Automated industrial systems have field devices that monitor, control, and operate an industrial process. The field devices communicate with a control processor through a trunk circuit that transmits DC voltage through a power conditioner to power the field devices and transmits AC voltage data signals (which can include operating commands) superimposed on the DC voltage bi-directionally between the control processor and the field devices.
The field devices can be distributed throughout the industrial plant, and the data transmittal rates allow essentially real-time control of the process. Field devices each attach to the trunk circuit via a spur or drop circuit. The trunk circuit transmits DC voltage to the spur circuit, and carries the AC data signals to and from the spur circuit.
Standardized power and communication protocols have been developed for distributed control systems. For example, the Foundation Fieldbus protocol is an all-digital, serial, two-way communication system that sends DC power and AC signals over a twisted two-wire trunk circuit and enables the control processor to communicate with and control a number of field devices. Other known distributed control systems include the Profibus PA and Ethernet-based control systems.
Field devices may be located in hazardous areas of the plant that present the risk of fire. Hazardous areas are identified by class as to the nature of the risk. Flammable gases are in Class 1 areas, combustible dusts are in Class 2 areas, and ignitable fibers and flyings are in Class 3 areas. Class 0 is a safe area without fire risk.
Hazardous areas are further identified by division and zone as to the level of fire risk. Division 1 identifies areas in which the fire risk is a continuous presence (Zone 0) or in which the fire risk is present only during normal operations (Zone 1). Division 2 identifies hazardous areas in which the fire risk is not expected (Zone 2), but if the risk does occur it is present for only a short period of time.
Distributed control systems having field devices located in hazardous areas may be intrinsically safe. Intrinsically safe control systems are designed so that the energy released during an electrical fault is insufficient to cause ignition within the hazardous area. Conventionally the voltages and currents in the entire control system are reduced to limit the energy release to below the ignition point.
A problem with an intrinsically safe control system is that the limited power available in the system may be insufficient to operate all the field devices in the system, including those in safe areas.
Other control system approaches have been developed that provide sufficient power to operate all field devices, while still providing intrinsic safety for field devices in hazardous areas.
In the entity approach, safety barriers are provided when transitioning from a safe area to an intrinsically safe area. The barrier provides a limited number of spurs that extend into the hazardous area, and limits the amount of energy available to the spurs.

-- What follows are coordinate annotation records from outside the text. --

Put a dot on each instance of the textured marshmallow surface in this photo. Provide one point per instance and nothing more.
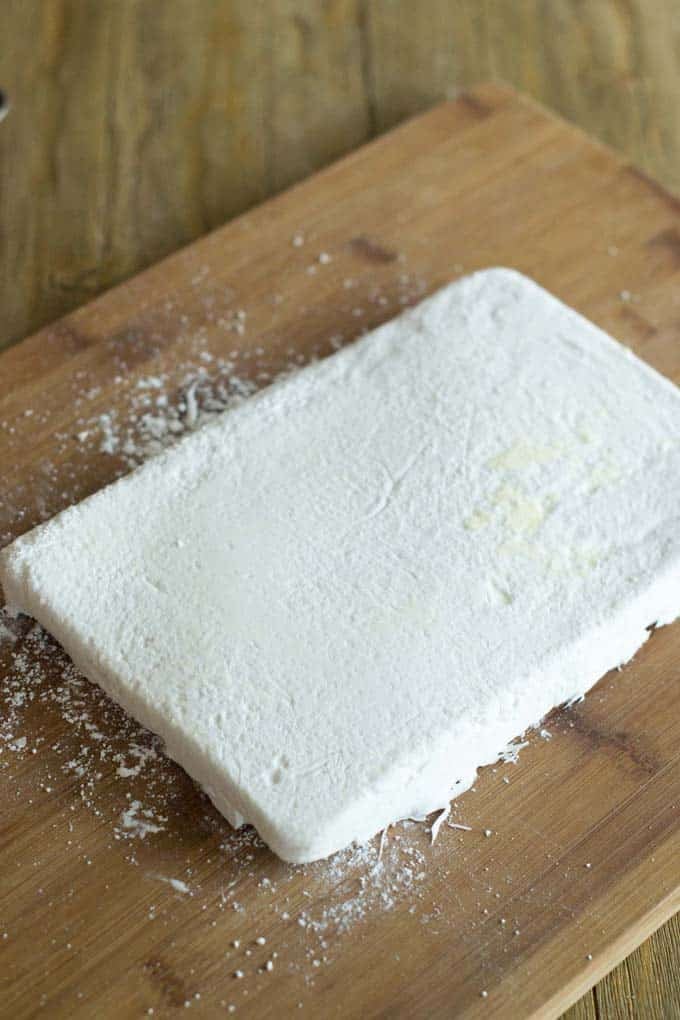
(340, 599)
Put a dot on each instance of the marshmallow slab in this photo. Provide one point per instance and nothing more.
(338, 600)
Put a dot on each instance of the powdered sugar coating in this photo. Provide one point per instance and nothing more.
(338, 600)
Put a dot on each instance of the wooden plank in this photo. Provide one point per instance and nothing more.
(137, 126)
(488, 180)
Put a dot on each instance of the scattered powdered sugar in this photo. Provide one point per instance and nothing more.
(176, 883)
(139, 821)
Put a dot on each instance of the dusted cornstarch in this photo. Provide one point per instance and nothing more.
(338, 600)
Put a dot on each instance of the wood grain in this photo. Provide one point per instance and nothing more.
(91, 930)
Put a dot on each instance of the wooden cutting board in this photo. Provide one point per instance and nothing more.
(581, 860)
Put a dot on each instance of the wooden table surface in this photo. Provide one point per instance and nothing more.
(136, 126)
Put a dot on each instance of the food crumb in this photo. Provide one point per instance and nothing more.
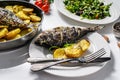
(118, 44)
(106, 38)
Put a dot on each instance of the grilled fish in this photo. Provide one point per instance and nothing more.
(9, 18)
(62, 35)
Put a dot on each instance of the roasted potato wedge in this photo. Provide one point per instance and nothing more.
(3, 40)
(73, 52)
(27, 10)
(10, 8)
(13, 33)
(35, 18)
(84, 44)
(3, 26)
(17, 36)
(22, 15)
(25, 31)
(59, 53)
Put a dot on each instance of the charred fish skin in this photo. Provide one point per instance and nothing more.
(9, 18)
(62, 35)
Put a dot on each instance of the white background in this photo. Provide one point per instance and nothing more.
(13, 65)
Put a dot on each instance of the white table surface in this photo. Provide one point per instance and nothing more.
(13, 65)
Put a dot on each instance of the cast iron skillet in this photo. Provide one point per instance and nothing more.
(23, 40)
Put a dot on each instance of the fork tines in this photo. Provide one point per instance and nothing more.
(95, 55)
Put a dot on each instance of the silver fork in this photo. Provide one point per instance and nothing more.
(85, 59)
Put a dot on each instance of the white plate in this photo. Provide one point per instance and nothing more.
(97, 42)
(114, 11)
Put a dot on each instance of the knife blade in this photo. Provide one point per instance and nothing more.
(42, 60)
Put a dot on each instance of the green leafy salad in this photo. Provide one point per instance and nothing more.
(89, 9)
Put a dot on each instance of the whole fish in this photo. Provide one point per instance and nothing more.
(9, 18)
(62, 35)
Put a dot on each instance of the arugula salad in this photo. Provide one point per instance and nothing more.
(89, 9)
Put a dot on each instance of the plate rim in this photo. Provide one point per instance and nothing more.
(106, 45)
(98, 22)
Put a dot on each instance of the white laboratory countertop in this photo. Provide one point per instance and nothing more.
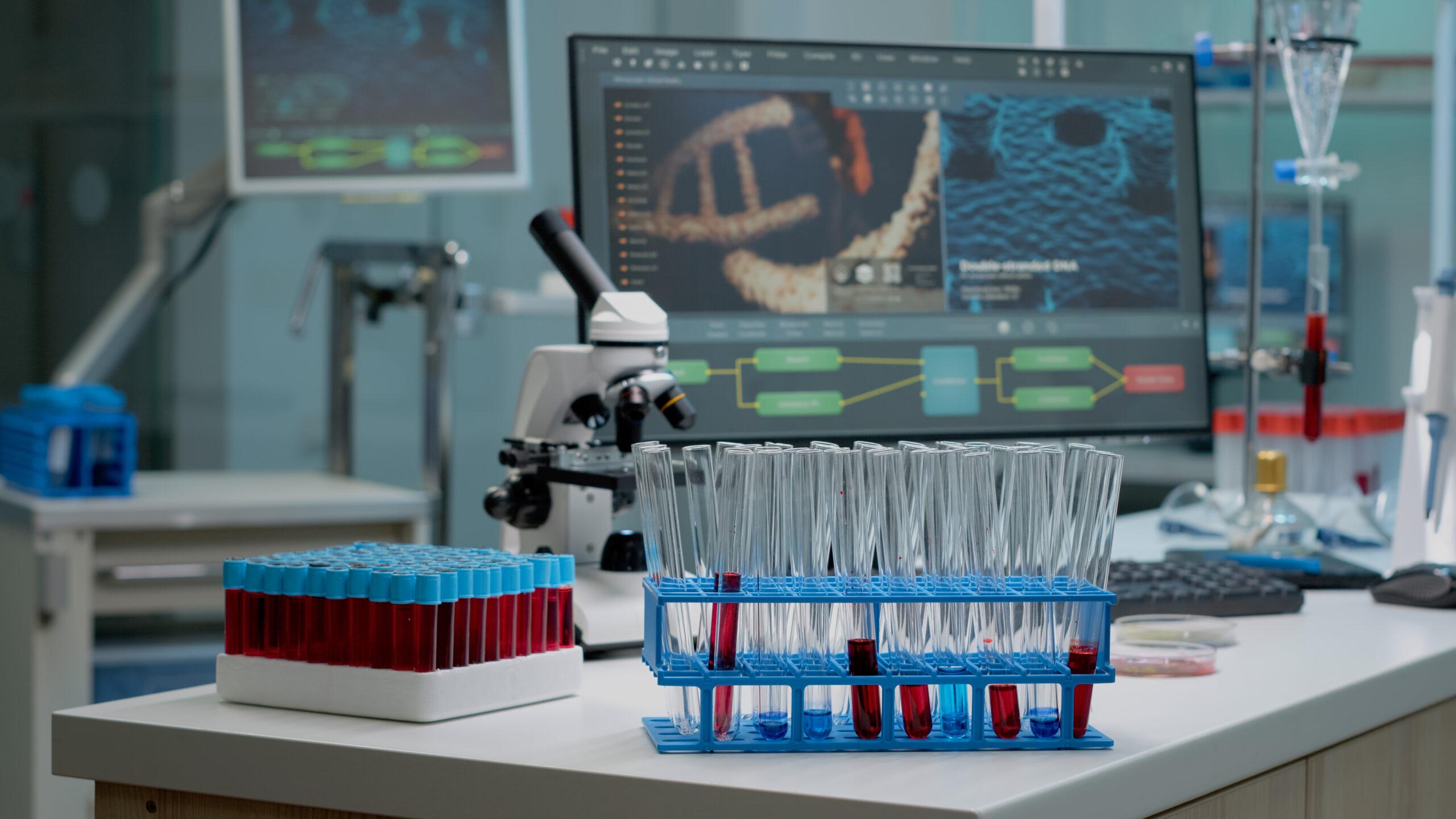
(194, 500)
(1295, 684)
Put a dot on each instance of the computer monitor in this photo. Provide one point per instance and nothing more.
(1286, 268)
(375, 95)
(887, 241)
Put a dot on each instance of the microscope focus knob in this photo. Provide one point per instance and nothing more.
(623, 551)
(523, 502)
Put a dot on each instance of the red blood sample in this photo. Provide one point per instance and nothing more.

To achieve energy limitation for the hazardous area, both voltage and current must be limited in accordance with intrinsic safety standards. The level to which the voltage and current must be limited is dependent upon which hazardous area the spur is to be connected into. Further, for Division 1 (Zone 0, Zone 1) intrinsic safety, barriers commonly provide galvanic isolation; for Division 2 (Zone 2) intrinsic safety, barriers are not isolated.
For Division 2 (Zone 2) entity systems, the conventional approach is to achieve the voltage limitation at the power conditioner that is supplying energy to the trunk circuit, and the current limitation is provided for in a device coupler. A device coupler enables a device segment consisting of one or more spurs to be attached to the trunk circuit in a modular manner.
Several problems, however, have been identified with this conventional approach:
(a) because the intrinsic safety concept begins at the power conditioner, all equipment connected to the trunk circuit must be limited in accordance with intrinsic safety standards;
(b) intrinsically safe terminals must be physically separated from all non-intrinsically safe terminals. This requirement typically must be observed for all trunk connections, including the power conditioner and any other equipment attached to the trunk circuit;
(c) intrinsically safe signals are not to be carried in the same cable as non-intrinsically safe signals. Trunk circuits are often included as part of multi-core cabling, limiting the use of the other cabling lines; and
(d) the lower the output voltage of a power conditioner, the shorter the maximum length of the trunk circuit. Device loading on the segment and cable resistance per unit length limit the maximum trunk circuit length. For example, the maximum voltage of a Fieldbus intrinsically safe power conditioner is typically set to 24 volts because the majority of intrinsically safe field devices are limited to a maximum input voltage of 24 volts. The maximum length of a trunk circuit is significantly shortened as compared to a trunk circuit operating at a higher maximum voltage under normal segment loading conditions.
Thus there is a need for an improved intrinsic safety approach for Division 2 (Zone 2) entity systems that enables the control system to provide sufficient power to operate all field devices while still providing intrinsic safety for those field devices in hazardous areas.